The publicity engendered by the walkout caused more attention to various aspects of the Cancer Prevention & Research Institute of Texas (CPRIT). This turned up a number of other real or potential issues, as a compliance officer reviewed all past commercialization grants and a state audit was done. (As well, investigations by the Travis County DA and the Attorney General of Texas are ongoing.)

The Dallas Morning News discovered that commercialization awards had been going to companies with connections to Perry and Dewhurst campaign contributors. A CPRIT commercialization award had gone to a firm, Caliber Biotherapeutics, associated with a Dallas businessman who made substantial contributions to the campaigns of Governor Perry and Lieutenant Governor Dewhurst.
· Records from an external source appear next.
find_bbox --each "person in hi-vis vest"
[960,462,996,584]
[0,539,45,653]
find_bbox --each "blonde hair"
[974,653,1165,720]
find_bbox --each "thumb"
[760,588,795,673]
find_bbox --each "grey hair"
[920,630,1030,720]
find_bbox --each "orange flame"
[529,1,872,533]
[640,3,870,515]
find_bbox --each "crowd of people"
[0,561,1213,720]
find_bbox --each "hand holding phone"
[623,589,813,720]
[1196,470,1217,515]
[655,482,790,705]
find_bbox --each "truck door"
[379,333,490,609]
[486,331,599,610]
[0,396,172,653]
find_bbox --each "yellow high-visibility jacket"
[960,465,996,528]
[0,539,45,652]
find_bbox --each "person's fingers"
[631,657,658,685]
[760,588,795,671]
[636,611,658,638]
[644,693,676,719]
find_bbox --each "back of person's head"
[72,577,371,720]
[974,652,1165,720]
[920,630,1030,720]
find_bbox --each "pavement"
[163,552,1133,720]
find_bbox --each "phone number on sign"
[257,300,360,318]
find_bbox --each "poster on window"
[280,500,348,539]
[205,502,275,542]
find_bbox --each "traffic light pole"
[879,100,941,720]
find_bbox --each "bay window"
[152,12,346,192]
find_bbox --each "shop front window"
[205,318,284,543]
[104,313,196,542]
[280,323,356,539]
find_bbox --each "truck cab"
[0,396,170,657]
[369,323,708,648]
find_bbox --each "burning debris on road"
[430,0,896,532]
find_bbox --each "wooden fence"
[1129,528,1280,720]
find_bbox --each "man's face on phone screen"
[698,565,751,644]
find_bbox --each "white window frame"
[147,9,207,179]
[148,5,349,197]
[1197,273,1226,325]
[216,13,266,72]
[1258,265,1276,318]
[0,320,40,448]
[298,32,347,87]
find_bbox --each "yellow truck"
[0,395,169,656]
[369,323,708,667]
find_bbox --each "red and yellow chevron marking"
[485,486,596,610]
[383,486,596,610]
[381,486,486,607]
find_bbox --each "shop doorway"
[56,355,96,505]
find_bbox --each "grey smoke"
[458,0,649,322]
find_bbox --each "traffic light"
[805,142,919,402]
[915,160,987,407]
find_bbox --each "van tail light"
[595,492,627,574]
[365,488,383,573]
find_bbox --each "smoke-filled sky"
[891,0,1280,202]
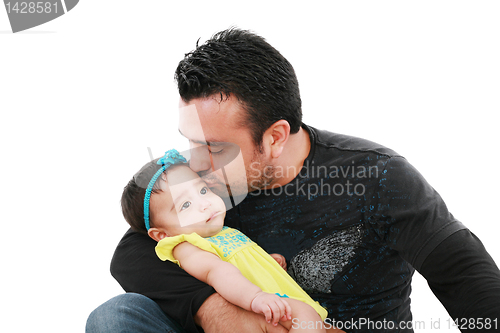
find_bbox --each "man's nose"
[189,146,212,172]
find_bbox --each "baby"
[122,150,341,332]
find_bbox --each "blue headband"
[144,149,187,230]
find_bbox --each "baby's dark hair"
[121,159,168,235]
[175,28,302,146]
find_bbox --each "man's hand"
[270,253,286,271]
[250,291,292,326]
[194,293,288,333]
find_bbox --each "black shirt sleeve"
[420,229,500,322]
[375,157,500,322]
[111,230,215,332]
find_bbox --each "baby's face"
[150,165,226,237]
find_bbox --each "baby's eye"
[181,201,191,210]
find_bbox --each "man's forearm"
[194,294,287,333]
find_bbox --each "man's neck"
[270,127,311,187]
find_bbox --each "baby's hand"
[250,291,292,326]
[269,253,286,271]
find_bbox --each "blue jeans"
[85,293,186,333]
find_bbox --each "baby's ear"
[148,228,168,242]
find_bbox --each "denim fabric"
[85,293,186,333]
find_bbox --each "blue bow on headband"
[144,149,187,230]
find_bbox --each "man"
[87,29,500,333]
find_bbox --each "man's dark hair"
[175,28,302,146]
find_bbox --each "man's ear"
[262,119,290,158]
[148,228,168,242]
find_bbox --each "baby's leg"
[280,298,343,333]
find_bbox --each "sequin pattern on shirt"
[288,226,363,293]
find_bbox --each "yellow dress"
[156,227,328,320]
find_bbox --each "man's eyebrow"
[179,129,227,146]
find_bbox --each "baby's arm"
[173,242,292,324]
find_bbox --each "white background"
[0,0,500,332]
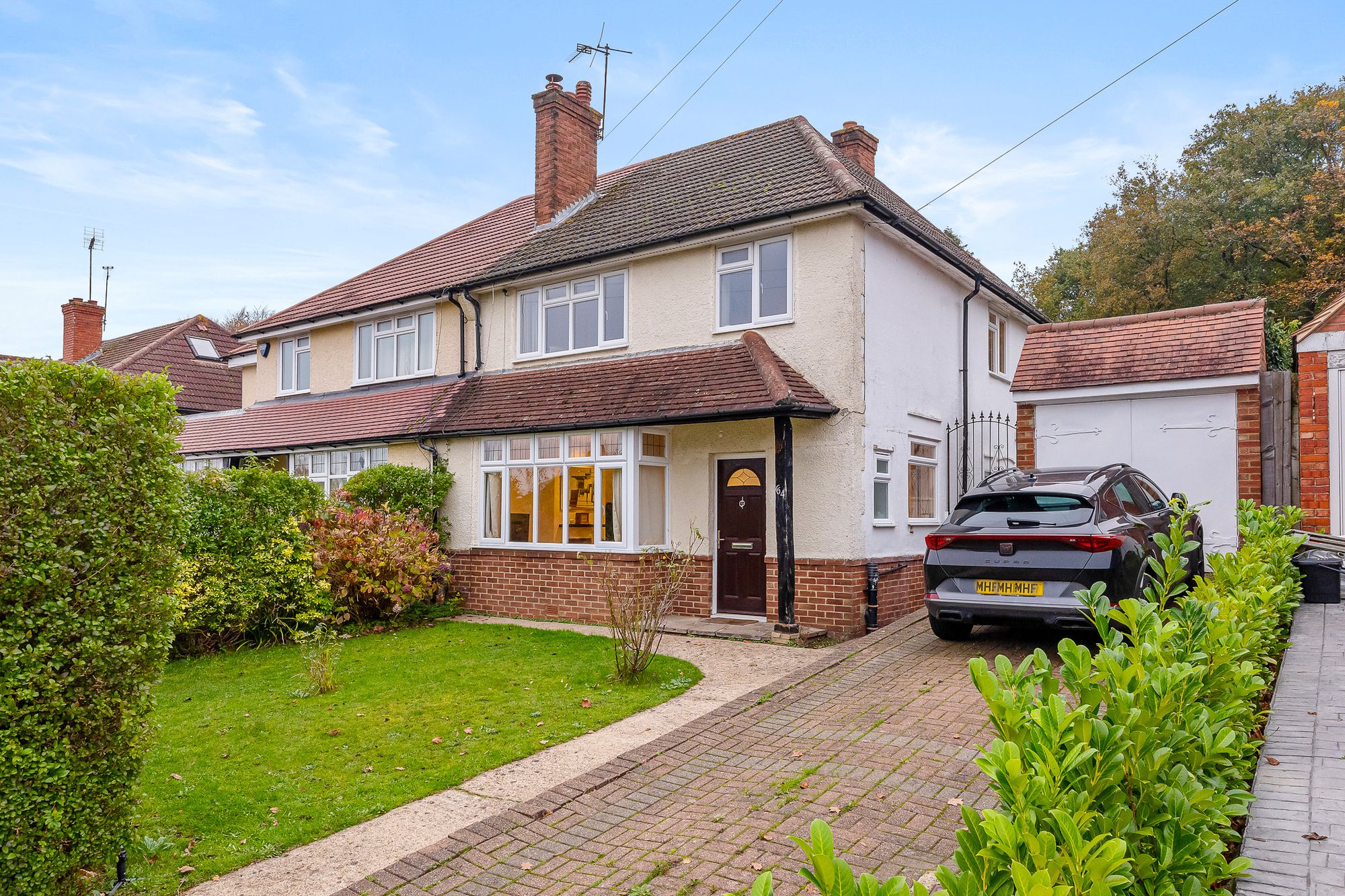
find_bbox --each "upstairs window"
[716,237,794,329]
[280,336,308,393]
[355,311,434,383]
[518,270,625,358]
When the paper probed about what sort of review scores the commercialization awards had received, it was discovered that one commercialization award, $11 million to Peloton Therapeutics in 2010, had been made with no formal review or scoring of any kind. It was simply placed on the Oversight Committee's agenda by Jerry Cobb, the Chief Commercialization Officer, and approved. Philanthropist Peter O'Donnell, an investor in Peloton, had contributed around a couple of hundred thousand dollars each to Governor Perry and to David Dewhurst. As well, his O'Donnell Foundation had contributed $1.6 million to the CPRIT Foundation. (However, it may have been that O’Donnell bought the Peloton stock after the company was funded, and had transferred the stock to UT Southwestern.)

Jerry Cobb, the Chief Commercialization Officer, resigned in November. Bill Gimson resigned as executive director of CPRIT in December. And a freeze, requested by political officials, was placed on new grants in December.  

Questions were raised about the CPRIT Foundation, which raised private money for CPRIT for various purposes including $609,000 used for supplementation of salaries of CPRIT's top officials, including Dr. Gilman. The Foundation maintained it had no obligation to disclose donors or file tax returns, but after pressure, names of donors were revealed. These included donations from pharmaceutical and drug development companies, and from people associated with companies that had received CPRIT awards.

And a state audit came out in late January, raising still further questions. The state audit was very critical of  a number of things, including a third grant that had been approved without proper review, for $25.2 million, to CTNeT (Statewide Clinical Trials Network of Texas, "a non-profit company whose purpose is to develop an efficient cancer clinical trial network for evaluating therapeutic drugs and treatments for cancer in adults and children"). The award was made before the company was formed to M.D. Anderson, and then the money was transferred to CPRIT once the company was established. The executive director of the O'Donnell Foundation, mentioned above, was the registered agent for CTNeT rather than anyone from M.D. Anderson. Also, constitutional requirements about matching funds were not being complied with, and funds were dispersed for purposes not appropriate for a research grant.